The days of handling multiple disparate systems and having to individually configure them to work together may soon be a thing of the past. In a media briefing held earlier today, Sumir Bhatia, Dell’s regional director of Enterprise Solutions, South Asia, highlighted the challenge inherent to managing diverse systems of varying age – a fairly common situation in smaller businesses.
Bhatia was setting the stage to illustrate how a converged infrastructure can benefit small and mid-sized businesses (SMBs) and enterprises alike by combining core components such as servers, networking equipment and storage into a single solution. Unlike trends such as big data and virtualization in its earlier days, a converged infrastructure offers tangible benefits even for smaller businesses and remote offices.
Nariman Teymourian, executive director of Converged Solutions at Dell, elaborated more on how Dell’s Converged Solutions offerings resolve problems such as how rolling out new IT services often takes longer than expected. According to him, a staggering 75 percent of downtime is caused by human error, which argues for the use of automation.
Unlike competitors that may be focused on data center deployments, Teymourian says Dell’s solution looks at the entire picture, alluding to its suitability for SMBs with more diverse requirements. Ultimately, the ability to automate the delivery of workload and infrastructure within a “single pane of glass” allows for greatly simplified service delivery.
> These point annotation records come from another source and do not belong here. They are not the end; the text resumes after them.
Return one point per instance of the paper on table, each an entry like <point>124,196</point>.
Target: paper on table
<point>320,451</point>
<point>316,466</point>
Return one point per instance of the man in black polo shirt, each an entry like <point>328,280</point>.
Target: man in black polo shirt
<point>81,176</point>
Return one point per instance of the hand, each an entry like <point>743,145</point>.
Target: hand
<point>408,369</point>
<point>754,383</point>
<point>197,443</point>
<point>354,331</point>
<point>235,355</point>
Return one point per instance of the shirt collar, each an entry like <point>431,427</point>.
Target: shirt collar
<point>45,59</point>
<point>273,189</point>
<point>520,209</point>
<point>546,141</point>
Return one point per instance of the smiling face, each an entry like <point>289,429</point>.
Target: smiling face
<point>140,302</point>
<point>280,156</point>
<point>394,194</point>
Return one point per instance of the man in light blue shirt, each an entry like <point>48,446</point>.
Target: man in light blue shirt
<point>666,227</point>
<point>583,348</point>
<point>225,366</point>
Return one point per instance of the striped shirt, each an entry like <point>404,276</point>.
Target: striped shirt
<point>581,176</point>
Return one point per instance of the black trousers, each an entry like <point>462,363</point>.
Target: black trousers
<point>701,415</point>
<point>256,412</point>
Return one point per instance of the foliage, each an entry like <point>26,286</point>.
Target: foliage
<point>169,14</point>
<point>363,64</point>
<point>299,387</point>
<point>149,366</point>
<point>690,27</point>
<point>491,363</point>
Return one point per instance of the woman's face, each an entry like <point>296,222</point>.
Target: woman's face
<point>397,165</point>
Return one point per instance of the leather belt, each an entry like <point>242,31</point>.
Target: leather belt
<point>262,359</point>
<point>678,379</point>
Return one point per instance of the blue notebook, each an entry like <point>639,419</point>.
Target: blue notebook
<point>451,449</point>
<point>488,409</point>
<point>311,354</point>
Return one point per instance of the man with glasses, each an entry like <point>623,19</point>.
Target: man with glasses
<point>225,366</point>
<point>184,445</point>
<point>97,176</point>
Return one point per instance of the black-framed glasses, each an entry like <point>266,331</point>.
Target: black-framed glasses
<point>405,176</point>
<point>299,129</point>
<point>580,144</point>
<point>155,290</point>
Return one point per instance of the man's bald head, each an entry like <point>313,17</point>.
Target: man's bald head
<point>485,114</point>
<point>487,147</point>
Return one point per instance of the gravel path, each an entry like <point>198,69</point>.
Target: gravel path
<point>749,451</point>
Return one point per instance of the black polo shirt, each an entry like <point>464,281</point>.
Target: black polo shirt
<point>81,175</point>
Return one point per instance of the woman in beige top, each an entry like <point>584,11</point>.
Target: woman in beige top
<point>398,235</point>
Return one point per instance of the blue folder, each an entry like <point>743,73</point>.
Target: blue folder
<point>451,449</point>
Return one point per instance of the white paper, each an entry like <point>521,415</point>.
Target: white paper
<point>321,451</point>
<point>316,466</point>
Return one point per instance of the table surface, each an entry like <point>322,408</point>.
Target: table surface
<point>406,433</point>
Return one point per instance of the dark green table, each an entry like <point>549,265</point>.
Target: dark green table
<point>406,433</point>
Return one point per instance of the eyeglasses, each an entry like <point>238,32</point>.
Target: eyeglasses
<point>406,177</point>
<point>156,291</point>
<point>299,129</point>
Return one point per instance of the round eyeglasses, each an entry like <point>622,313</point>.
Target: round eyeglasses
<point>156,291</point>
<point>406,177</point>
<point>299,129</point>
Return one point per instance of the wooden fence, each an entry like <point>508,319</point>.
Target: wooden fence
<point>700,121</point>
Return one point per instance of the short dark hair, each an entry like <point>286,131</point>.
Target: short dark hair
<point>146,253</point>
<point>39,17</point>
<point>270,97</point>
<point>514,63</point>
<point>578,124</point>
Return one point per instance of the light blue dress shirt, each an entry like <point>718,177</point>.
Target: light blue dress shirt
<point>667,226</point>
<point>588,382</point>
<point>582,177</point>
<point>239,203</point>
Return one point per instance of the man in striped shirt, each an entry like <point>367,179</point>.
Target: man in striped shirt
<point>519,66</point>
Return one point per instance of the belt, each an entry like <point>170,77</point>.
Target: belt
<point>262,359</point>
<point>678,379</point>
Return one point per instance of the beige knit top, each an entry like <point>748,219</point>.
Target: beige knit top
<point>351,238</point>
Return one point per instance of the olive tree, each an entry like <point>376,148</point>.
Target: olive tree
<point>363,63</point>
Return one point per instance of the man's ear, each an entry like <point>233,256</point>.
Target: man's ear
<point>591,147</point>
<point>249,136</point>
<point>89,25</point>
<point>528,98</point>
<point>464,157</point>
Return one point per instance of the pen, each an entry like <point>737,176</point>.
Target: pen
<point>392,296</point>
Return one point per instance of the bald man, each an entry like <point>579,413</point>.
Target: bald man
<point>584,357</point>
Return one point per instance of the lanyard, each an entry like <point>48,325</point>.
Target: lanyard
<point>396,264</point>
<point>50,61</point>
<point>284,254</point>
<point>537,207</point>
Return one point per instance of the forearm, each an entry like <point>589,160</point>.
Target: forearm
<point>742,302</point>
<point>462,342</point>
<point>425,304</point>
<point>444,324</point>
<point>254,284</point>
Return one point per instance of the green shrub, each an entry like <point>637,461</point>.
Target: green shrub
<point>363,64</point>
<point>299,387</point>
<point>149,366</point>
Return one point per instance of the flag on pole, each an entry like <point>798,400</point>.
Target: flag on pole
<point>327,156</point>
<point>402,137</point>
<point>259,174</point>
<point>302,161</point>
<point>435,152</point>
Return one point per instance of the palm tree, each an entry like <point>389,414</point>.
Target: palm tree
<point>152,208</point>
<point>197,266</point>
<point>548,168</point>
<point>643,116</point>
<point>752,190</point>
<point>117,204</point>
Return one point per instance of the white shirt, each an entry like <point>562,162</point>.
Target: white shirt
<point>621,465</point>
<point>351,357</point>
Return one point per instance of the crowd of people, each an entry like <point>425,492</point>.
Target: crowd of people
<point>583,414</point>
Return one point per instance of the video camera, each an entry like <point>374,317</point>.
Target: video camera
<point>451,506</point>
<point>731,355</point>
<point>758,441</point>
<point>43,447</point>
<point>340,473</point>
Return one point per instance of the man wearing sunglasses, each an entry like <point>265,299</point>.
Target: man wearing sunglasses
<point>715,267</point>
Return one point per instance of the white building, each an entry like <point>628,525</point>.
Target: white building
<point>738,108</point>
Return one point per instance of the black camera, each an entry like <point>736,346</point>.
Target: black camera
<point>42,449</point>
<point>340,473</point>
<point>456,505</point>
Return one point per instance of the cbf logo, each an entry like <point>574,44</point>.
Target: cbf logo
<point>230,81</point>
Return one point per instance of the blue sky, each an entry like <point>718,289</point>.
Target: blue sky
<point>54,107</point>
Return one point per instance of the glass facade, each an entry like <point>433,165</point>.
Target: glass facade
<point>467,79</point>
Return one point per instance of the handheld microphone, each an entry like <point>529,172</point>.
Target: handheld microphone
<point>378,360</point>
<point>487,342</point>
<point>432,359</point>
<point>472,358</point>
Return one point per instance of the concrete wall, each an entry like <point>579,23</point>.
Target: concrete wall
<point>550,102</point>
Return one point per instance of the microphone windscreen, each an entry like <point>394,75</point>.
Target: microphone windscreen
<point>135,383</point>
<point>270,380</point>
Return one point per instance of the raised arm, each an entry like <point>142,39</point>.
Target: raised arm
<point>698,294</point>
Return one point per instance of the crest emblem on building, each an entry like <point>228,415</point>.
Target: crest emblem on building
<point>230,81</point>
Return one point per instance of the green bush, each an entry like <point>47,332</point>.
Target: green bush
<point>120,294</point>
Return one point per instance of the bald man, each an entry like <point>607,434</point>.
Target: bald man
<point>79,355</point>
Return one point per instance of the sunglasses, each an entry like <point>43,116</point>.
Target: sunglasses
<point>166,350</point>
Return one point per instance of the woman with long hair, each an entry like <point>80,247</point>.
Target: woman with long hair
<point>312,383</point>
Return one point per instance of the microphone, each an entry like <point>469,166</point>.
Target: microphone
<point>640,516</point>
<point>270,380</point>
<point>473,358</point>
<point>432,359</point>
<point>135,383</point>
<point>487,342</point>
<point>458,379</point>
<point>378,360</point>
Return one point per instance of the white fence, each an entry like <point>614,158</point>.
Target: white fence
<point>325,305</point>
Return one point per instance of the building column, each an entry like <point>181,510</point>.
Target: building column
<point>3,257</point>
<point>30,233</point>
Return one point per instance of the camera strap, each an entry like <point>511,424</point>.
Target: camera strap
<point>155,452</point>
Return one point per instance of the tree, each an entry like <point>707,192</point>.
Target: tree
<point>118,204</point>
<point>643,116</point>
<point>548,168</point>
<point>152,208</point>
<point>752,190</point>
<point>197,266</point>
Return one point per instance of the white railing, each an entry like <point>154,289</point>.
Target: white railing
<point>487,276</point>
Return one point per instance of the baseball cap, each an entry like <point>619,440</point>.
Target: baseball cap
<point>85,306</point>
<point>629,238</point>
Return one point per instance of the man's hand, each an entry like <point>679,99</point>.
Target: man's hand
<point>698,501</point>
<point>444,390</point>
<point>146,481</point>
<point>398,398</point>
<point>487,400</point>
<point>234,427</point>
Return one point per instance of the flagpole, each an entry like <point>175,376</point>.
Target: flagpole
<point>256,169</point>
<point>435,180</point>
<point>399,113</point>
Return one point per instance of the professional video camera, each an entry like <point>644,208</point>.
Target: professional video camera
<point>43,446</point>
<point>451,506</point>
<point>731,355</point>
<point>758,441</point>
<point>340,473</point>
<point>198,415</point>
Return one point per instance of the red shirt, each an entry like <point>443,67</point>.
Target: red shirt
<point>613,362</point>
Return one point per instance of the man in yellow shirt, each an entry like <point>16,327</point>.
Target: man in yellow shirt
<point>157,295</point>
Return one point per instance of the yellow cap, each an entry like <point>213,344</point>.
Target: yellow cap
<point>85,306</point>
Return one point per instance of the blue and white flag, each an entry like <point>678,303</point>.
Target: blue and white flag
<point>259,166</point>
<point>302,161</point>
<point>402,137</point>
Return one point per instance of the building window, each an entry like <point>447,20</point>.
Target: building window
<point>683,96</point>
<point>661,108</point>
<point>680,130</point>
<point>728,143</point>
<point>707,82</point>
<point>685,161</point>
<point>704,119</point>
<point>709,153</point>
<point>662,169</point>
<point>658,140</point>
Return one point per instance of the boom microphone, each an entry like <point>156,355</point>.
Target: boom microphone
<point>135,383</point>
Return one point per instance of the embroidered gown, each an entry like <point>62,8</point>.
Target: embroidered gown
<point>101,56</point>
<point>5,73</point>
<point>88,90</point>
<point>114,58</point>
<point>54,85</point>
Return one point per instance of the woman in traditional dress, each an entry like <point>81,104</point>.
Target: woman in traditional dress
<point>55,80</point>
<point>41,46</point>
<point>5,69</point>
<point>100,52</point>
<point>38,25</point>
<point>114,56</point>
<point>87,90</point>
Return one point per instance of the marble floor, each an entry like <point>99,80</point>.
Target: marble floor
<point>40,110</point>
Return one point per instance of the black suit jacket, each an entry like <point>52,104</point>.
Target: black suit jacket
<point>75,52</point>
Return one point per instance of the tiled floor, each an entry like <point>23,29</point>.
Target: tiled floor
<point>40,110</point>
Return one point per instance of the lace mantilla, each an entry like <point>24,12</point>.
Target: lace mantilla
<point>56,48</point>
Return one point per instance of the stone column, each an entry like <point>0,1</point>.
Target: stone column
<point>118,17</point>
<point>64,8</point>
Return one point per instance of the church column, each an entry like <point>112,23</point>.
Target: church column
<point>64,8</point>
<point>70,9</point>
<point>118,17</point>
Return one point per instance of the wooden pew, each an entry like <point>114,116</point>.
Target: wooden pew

For example, Active Infrastructure 1.1 offers validated workloads and templates for products ranging from Microsoft Exchange, SharePoint, Lync, SQL Server, VMware, Citrix, and others. According to Teymourian, templates can be created once and rolled out to dozens of deployments, or differing variations can be created to meet the needs of a specific location.
As a former IT administrator who has worked for a number of SMBs, I can readily identify with the various pain points that were highlighted. Though Dell’s converged solutions offerings work on both the enterprise and SMB level, it is evident that Dell has a special interest in the latter. Indeed, presentation slides from the company pointed to the 27 million small offices in the United States alone, as well as how SMBs in China make up to 60 percent of the country’s GDP.
What really caught my attention was Dell’s newly unveiled PowerEdge VRTX, which is essentially an infrastructure-in-a-box with up to four servers per chassis. According to Dell, the PowerEdge VRTX is priced with SMBs in mind, and I’ll be sharing more about it in a subsequent blog.